The seesaw effect of exchange rates is evident. On one hand, a weaker Canadian dollar can enhance export competitiveness; on the other hand, appreciation of the domestic currency makes imported goods cheaper. This delicate balance has the Bank of Canada walking on eggshells — maintaining the overnight lending rate at 2.75%.

Karl Schamotta, chief market strategist at Corpay, noted that the market is comprehensively reassessing the exceptional position of the US economy, with global investors competing to find alternatives. "As investment flows diversify, Canada, Europe, and Japan will all benefit." He wrote in an email.

The suspension of interest rate hikes by the Bank of Canada also played a role in the net appreciation of the Canadian dollar against the US dollar. He mentioned that policymakers are highly concerned about repeating the post-pandemic inflation scenario.

For the Canadian dollar, which was mired in a slump last year, the current trend is nothing short of a turnaround. Since it fell to 68.8 cents on January 31 (even below pandemic levels), the Canadian dollar has rebounded by 4.9%. The gloom caused by the sharp drop in September due to Trump's rising popularity is gradually fading away.

At that time, the Canadian dollar traded around 74 cents, but investors rushed into the US dollar due to their belief in Trump's tax cuts and deregulation policies benefiting the economy and the market. The situation was reversed by tariff policies — the US Dollar Index, which measures the basket of major currencies including the Canadian dollar, has fallen by 9.4% since mid-January.

"Macroscopically speaking, North American currencies are depreciating relative to other global currencies," Robson said. "The status of the US as the safest debt securities provider and the main issuer of global settlement currencies has never been questioned for decades, but now faces challenges, making it difficult for investors to decide."

A stronger Canadian dollar will have a ripple effect. Nima Billou, assistant vice president of energy, utilities, and natural resources at Morningstar Inc., pointed out that a stronger Canadian dollar is detrimental to Canadian oil producers because crude oil exports are priced in US dollars.

In his report, he stated: "The reality faced by producers is that WTI crude oil is priced in US dollars. When converted into Canadian dollars, their income from local benchmarks will decrease as the Canadian dollar strengthens." He added that every 1 cent increase (or decrease) in the Canadian dollar would correspondingly increase (or decrease) the cash flow of Canadian producers by 1.5 billion CAD.

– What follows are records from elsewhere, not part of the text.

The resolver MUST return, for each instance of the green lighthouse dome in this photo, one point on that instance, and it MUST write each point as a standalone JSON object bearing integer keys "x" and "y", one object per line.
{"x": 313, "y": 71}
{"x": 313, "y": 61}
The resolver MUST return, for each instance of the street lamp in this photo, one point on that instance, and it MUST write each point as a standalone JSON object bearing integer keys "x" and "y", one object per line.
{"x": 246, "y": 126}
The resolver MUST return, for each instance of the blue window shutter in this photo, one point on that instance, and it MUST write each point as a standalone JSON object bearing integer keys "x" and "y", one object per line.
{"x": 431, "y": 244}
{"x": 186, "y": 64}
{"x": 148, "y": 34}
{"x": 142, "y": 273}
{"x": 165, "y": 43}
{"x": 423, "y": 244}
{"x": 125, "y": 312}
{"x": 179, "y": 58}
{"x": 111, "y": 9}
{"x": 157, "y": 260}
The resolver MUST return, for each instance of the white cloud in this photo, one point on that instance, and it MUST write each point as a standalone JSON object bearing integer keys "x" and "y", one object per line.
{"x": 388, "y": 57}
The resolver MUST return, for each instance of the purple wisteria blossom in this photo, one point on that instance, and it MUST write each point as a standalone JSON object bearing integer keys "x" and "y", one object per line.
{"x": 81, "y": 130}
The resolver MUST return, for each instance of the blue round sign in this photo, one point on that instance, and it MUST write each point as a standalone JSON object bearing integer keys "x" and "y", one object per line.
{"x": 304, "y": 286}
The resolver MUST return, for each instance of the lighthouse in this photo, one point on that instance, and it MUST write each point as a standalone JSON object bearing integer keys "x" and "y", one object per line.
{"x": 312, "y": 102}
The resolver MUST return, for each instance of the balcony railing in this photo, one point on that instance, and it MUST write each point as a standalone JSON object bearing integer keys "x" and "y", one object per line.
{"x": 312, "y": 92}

Robson previously mentioned in a column of the Financial Post (when the Canadian dollar was weaker against the US dollar) that the weak currency he referred to as "bitter medicine" could alleviate the impact of US tariffs because Canadian goods become naturally cheaper when converted into US dollars.

But Davenport emphasized that the Canadian dollar exchange rate presents a delicate balancing act for Canada: a weak currency promotes exports, while a strong currency enhances national purchasing power. "Increased imports brought by enhanced purchasing power... can hinder the Canadian economy. It may not necessarily boost overall GDP, whereas a weaker Canadian dollar promotes exports and provides a buffer for the economy."

However, since mid-November, the Canadian dollar has fallen by 7.5% against the euro and 7.4% against the Japanese yen. Robson pointed out: "To some extent, there is a ray of hope for Canada — our export products are becoming more internationally competitive." He considered this particularly important because Canada is striving to diversify trade to reduce its severe dependence on the US market.

Robson concluded: "Trade diversification is part of the solution. A weaker Canadian dollar against other currencies like Europe and Asia actually helps — if exports to the US are blocked, we urgently need to expand exports to other markets."